Se seus primeiros filmes brigavam com a realidade, no drama de época (fim do século XVII) feito por US$3,5 milhões – orçamento modesto, mas correspondente a mais que o dobro do de "A Mulher Sem Cabeça" – a diretora desafia a si mesma. Passou quatro anos escrevendo o roteiro e arrecadando verba. (Oito países ajudaram a financiar o filme e entre os produtores estão Pedro e Agustín Almodóvar, Gael García Bernal e Danny Glover.) As filmagens, que duraram pouco mais de dois meses, foram difíceis, castigadas pelo mau tempo; a pós-produção atrasou por causa de sua doença. (Martel conta que fez tratamento para um câncer, mas já está em remissão.)
Como se não bastasse "Zama" ser seu primeiro filme em tecnologia digital, o primeiro rodado fora de Salta, o primeiro drama de época e primeira adaptação, é também o primeiro centrado em um homem – embora, como ela observa, Don Diego de Zama, um representante sul-americano da Espanha imperial, frustrado, indicado para um posto nos confins do interior do Paraguai, se parece com suas personagens femininas. Interpretado pelo mexicano Daniel Giménez Cacho em um estado de dignidade ferida, Zama é um provinciano confuso, frustrado, em negação constante, apegado a um senso precário de superioridade cultural.
Como um drama kafkiano de um homem incapaz de conseguir sua transferência, "Zama" também transmite a mesma sensação de deslocamento e torpor da Trilogia de Salta. Belo e desconcertante, às vezes etéreo, o filme tem uma sequência final que lembra as aventuras de Werner Herzog, como "Aguirre, a Cólera dos Deuses" e "Fitzcarraldo" – mas Martel não vê isso como um elogio. "Os filmes dele me incomodam", desabafa, comentando o que vê como "o tratamento irresponsável de animais e indígenas".

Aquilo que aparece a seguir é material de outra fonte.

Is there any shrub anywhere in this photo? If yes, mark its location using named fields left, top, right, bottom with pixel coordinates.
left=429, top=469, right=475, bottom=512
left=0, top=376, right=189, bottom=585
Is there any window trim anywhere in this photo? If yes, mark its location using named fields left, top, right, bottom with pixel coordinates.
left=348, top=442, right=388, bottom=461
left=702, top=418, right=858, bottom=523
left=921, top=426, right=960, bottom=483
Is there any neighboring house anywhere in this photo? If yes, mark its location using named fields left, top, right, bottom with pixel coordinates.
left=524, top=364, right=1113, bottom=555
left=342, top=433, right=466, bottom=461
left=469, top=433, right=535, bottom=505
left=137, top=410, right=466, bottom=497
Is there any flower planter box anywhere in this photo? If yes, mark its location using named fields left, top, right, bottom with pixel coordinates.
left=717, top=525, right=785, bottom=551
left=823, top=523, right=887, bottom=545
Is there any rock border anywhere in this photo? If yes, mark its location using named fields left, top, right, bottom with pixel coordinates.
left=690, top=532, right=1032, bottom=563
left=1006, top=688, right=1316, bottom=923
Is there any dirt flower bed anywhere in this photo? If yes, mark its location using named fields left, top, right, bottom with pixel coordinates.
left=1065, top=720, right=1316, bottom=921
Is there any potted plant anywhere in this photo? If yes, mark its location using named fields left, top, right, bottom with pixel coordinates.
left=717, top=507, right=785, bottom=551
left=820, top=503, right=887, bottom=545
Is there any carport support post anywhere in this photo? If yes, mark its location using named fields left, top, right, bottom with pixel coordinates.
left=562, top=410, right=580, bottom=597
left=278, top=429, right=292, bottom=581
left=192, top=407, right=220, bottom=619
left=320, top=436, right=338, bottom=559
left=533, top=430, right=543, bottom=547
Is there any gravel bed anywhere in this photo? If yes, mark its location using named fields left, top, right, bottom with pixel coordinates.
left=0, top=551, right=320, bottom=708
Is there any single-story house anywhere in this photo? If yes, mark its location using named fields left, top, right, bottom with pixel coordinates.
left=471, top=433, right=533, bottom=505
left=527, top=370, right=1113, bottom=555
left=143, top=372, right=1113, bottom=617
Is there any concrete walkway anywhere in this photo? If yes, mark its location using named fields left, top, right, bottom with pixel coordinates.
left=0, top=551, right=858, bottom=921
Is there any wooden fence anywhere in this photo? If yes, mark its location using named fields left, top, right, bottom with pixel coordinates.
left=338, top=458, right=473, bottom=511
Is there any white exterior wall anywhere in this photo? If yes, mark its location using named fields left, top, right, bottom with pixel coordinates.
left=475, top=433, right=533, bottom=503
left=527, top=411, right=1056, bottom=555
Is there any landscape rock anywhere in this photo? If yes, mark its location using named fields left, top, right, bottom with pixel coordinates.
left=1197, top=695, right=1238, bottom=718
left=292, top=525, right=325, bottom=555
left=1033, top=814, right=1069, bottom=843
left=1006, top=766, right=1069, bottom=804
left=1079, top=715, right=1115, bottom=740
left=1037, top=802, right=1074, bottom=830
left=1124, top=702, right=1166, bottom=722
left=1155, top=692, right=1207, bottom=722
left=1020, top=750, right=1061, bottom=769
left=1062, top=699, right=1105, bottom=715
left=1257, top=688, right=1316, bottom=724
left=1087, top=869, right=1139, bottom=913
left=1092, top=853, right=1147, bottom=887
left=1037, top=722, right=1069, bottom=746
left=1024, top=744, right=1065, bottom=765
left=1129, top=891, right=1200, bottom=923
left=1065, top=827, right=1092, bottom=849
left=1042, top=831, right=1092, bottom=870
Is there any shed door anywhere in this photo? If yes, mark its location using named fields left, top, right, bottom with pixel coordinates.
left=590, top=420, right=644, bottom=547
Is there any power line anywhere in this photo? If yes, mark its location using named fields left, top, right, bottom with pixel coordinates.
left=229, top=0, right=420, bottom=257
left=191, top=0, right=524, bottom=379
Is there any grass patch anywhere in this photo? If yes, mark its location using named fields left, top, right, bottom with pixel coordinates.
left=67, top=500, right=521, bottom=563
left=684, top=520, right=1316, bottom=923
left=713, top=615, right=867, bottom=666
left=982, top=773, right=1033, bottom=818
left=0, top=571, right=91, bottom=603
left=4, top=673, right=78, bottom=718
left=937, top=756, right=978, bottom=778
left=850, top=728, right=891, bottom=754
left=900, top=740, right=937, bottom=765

O crítico de cinema veterano e diretor de festival Eduardo Antin, que escreve sob o pseudônimo de Quintin, observa que, por mais fiel que o filme seja ao livro, Martel deixou o material "alinhado com seus interesses políticos, trazendo os detalhes para primeiro plano". Di Benedetto se concentrou em Zama e seu ambiente supostamente europeu, basicamente ignorando os escravos e os índios da colônia; já Martel inclui africanos e nativos, geralmente em figuras femininas, praticamente em todos os quadros. A história de Zama é também a delas. "Tamanha mudança exige muita força de vontade e pensamento preciso", escreveu Antin em um e-mail – como também serve para definir o final horroroso, no estilo de "O Coração das Trevas".
Martel quer retornar a Salta, onde está trabalhando em um documentário sobre Javier Chocobar, ativista indígena morto em uma disputa de terras em 2008. "A história do nosso país é fragmentada", afirma, referindo-se à identificação argentina com a Europa. "É o conflito de todo homem branco", crucial ao entendimento do anti-herói existencial Zama.